Sled dog team with Unnamed Musher | Photo: Galya Morrell - Greenland 
Great Explorers: Greenland Sled Dogs
The Eskimo dog, called Qimuttoq by Greenlanders, is one of the most unsung of all great explorers. It came to Greenland from distant Siberia almost 1,000 years ago, pulling heavy sleds with migrants and their belongings, a treacherous journey that few could repeat today.

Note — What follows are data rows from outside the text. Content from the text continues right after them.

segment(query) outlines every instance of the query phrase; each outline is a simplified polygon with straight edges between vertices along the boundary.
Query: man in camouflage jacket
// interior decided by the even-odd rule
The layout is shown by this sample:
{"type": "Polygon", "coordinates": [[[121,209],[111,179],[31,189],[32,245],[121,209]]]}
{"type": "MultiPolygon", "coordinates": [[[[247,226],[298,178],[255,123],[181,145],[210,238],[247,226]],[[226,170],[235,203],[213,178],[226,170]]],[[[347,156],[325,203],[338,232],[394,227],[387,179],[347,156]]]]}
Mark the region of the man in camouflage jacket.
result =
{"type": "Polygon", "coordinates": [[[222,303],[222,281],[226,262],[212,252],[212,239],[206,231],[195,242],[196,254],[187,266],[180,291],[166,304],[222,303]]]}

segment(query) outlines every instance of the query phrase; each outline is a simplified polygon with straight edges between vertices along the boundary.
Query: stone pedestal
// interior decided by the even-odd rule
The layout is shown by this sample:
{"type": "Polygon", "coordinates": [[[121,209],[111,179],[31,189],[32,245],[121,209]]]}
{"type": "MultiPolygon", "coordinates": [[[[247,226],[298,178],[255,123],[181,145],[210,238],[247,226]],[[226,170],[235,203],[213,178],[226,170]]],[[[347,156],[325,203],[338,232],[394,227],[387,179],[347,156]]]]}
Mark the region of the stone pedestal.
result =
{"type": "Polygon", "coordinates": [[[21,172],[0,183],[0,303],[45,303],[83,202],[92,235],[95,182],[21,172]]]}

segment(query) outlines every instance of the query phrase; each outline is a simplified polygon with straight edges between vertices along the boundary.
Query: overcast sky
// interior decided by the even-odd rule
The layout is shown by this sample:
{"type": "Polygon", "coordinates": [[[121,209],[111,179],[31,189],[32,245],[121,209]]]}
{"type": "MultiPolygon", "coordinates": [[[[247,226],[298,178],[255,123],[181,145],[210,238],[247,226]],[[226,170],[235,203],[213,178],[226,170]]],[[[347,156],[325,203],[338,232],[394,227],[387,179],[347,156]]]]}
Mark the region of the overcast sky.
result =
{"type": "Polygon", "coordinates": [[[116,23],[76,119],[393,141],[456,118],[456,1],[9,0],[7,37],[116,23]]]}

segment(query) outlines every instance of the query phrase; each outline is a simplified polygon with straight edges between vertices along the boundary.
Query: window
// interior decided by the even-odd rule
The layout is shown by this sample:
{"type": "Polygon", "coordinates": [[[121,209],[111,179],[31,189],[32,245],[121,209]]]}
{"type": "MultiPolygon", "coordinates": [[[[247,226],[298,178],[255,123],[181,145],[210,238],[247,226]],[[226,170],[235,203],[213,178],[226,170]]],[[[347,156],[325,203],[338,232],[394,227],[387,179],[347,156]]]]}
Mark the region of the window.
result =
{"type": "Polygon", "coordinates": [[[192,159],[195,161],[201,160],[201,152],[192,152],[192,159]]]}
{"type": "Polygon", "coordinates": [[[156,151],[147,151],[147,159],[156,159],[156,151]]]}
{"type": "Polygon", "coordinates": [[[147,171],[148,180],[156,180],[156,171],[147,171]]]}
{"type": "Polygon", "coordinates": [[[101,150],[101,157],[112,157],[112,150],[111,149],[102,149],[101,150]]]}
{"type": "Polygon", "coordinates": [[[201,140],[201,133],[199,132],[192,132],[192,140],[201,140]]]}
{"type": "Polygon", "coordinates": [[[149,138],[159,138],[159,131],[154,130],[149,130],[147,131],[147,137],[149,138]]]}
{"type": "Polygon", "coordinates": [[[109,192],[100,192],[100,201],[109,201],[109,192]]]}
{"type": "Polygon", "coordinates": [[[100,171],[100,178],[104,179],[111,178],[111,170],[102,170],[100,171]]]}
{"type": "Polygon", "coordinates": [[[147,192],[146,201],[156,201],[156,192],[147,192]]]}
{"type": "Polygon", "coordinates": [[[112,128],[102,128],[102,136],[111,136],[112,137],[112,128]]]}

The ancestors of modern Greenlanders gained their independence and ability to travel mainly because of the two revolutionary discoveries. The first was seal oil and the second was the dogsled. Both gave them the freedom to travel indefinitely across the drifting sea ice, even during long months of total darkness.
Seal oil and dogs
Seal oil and Qimuttoq explain how denizens of the Arctic thrived in the harshest climate on Earth. These ancient migrants did not depend on wood or government subsidies. They relied only on their dogs. That’s why the old Eskimos saw themselves as one being — with their dogs, tools, nature, and weather.
“We are called Inuit today because we are not independent anymore,” says Inuit elder Ole Jorgen Hammeken, a prominent Greenlandic explorer, dogsledder, and actor. He played the lead role in the Greenlandic film INUK, which depicts the rapid decline of Greenlandic dogsled culture.